Вывод Пи-Орриджа о жалком состоянии человеческой цивилизации приближается к структуре метафизики, ярко отражаясь эхом Ницше. Изображенный им портрет человечества иллюстрирует кризис XX столетия, опираясь на багаж предшествующих работ Ницше. Пи-Орридж видит подтверждение жизненности, столь необходимое умирающей культуре, и определяет ее как наложение желания на среду - определение, идентичное труду Ницше “Воля к власти”. Далее, прямо апеллируя к нему, Пи-Орридж говорит, что “Подтверждение существования есть искусство”, в то время как Ницше утверждает, что “Искусство, по существу, есть подтверждение, благословение, обожествление существования”. Хотя приведенные темы имеют какое-то сходство, порядок пунктов в определении не тот же самый, и потому значения существенно различаются. Ницше говорит, что “все в категориях искусства идентично вещам, подтверждающим Бытие”. По другую руку Пи-Орридж утверждает, что что-либо, подтверждающее Бытие, потому и является искусством, так как оно не имеет никаких других критериев для определения искусства в противоположность не-искусству, оно расширяется по знаменателю в художественных рамках. Он также прибавляет другой элемент к идеям Ницше: утеряв контакт с нашей внутренней духовностью и нашими внешними чувствами остается единственная цель - ретранслировать желание - наш self. Единственный способ выбраться - пожелать смерти в действительности, сыграть ее роль через самоуничтожение. Поэтому боль - действенный способ подтверждения существования: “Каким образом вы сможете ощутить себя "живым"?... Саморазвращаясь (через явное злоупотребление). Бросив вызов времени, вырождаясь, форсируя разрушительную роль смерти”. Таким образом, боль и самоуничтожение - самые реальные явления в исполнительском искусстве.
Отдельно развивая тему, Пи-Орридж далее подробно рассматривает свой персональный болевой опыт, используемый в перформансах Coum Transmissions. Подобно Факиру Мусафару, он признает персональное побуждение к членовредительству, но его побуждения более темны. Он говорит:
“Мне всегда нравятся опасности и неизвестность, что предохраняют меня, предостерегают и только усиливают напряжение акции, так как я включаю риск, боль, ожидание и действия, которые лежат в основе чувства минимального контроля, общедоступного любым наблюдателям.

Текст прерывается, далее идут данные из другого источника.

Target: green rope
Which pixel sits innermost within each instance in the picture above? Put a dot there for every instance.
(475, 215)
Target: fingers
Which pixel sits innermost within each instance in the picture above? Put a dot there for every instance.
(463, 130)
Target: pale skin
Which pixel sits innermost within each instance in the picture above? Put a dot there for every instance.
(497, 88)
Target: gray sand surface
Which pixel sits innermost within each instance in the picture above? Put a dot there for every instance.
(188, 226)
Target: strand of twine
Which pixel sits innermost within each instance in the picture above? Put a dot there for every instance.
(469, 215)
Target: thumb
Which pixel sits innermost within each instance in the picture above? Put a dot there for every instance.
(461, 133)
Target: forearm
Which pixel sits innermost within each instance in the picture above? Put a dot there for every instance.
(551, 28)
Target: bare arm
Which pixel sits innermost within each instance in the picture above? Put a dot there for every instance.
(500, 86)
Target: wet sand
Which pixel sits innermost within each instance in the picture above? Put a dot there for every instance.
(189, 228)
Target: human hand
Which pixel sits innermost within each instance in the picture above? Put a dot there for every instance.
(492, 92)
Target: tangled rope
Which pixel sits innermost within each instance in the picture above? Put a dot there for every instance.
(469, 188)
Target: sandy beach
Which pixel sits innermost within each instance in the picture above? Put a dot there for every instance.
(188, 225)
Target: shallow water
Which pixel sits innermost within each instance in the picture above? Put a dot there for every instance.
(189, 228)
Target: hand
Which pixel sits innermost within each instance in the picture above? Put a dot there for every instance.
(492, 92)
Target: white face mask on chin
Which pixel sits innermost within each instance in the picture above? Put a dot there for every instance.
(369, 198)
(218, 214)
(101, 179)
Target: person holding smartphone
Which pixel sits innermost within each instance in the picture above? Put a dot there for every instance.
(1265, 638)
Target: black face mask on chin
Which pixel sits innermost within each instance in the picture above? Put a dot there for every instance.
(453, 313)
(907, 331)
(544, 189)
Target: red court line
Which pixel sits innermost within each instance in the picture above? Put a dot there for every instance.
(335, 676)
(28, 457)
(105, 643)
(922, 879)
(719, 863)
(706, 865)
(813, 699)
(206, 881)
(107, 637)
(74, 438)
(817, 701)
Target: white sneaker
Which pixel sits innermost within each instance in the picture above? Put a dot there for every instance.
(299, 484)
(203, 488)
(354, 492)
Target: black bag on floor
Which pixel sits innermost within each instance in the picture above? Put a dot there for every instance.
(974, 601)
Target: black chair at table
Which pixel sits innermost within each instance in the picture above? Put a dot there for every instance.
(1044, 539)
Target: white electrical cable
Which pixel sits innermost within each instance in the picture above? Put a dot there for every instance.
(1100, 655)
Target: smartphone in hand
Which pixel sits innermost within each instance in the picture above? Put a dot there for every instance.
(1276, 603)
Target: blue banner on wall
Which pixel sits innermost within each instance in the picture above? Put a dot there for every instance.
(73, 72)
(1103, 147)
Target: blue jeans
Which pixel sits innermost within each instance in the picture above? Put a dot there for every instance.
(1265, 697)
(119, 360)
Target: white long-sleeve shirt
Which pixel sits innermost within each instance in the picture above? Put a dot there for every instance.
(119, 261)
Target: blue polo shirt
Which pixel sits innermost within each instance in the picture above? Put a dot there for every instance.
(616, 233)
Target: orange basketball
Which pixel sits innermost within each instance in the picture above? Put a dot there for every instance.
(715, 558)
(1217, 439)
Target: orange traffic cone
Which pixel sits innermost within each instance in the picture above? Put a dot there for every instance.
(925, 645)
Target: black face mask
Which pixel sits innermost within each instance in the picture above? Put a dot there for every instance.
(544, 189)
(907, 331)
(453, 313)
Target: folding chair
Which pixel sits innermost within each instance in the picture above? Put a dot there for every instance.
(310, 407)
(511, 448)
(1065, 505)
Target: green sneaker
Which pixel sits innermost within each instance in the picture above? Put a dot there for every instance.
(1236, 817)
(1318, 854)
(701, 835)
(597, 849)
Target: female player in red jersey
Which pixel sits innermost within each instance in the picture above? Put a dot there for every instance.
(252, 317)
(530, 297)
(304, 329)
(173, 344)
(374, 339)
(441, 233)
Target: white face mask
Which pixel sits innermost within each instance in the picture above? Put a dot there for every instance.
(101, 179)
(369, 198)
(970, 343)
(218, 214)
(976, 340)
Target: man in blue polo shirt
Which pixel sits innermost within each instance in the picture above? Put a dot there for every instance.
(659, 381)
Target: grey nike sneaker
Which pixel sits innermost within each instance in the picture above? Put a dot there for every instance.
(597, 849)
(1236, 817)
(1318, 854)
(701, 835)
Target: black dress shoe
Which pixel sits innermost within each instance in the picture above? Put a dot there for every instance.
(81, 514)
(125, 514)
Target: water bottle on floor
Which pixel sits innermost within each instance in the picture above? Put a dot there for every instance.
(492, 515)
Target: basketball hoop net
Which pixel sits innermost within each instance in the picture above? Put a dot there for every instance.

Я не получаю никакого мазохистского удовольствия от подобного риска, но я удовлетворяюсь мужественной встречей всех моих опасений и отказом от моего наследственного, ложных табу и неврозов, предлагая взамен потенциально открытую цепь мистерий, оказывающих влияние на зрителей”.
Таким образом, не отрицая влияния болезненных эффектов на собственную психику, Дженезис Пи-Орридж занимает выжидательную позицию, дабы извлечь пользу из того, что он связывает воедино (эта связь, как ожидается, должна задеть какой-то “процент” зрителей). Он нагнетает крайне напряженную обстановку, апеллируя к использованию боли как наисильнейшего возбудителя.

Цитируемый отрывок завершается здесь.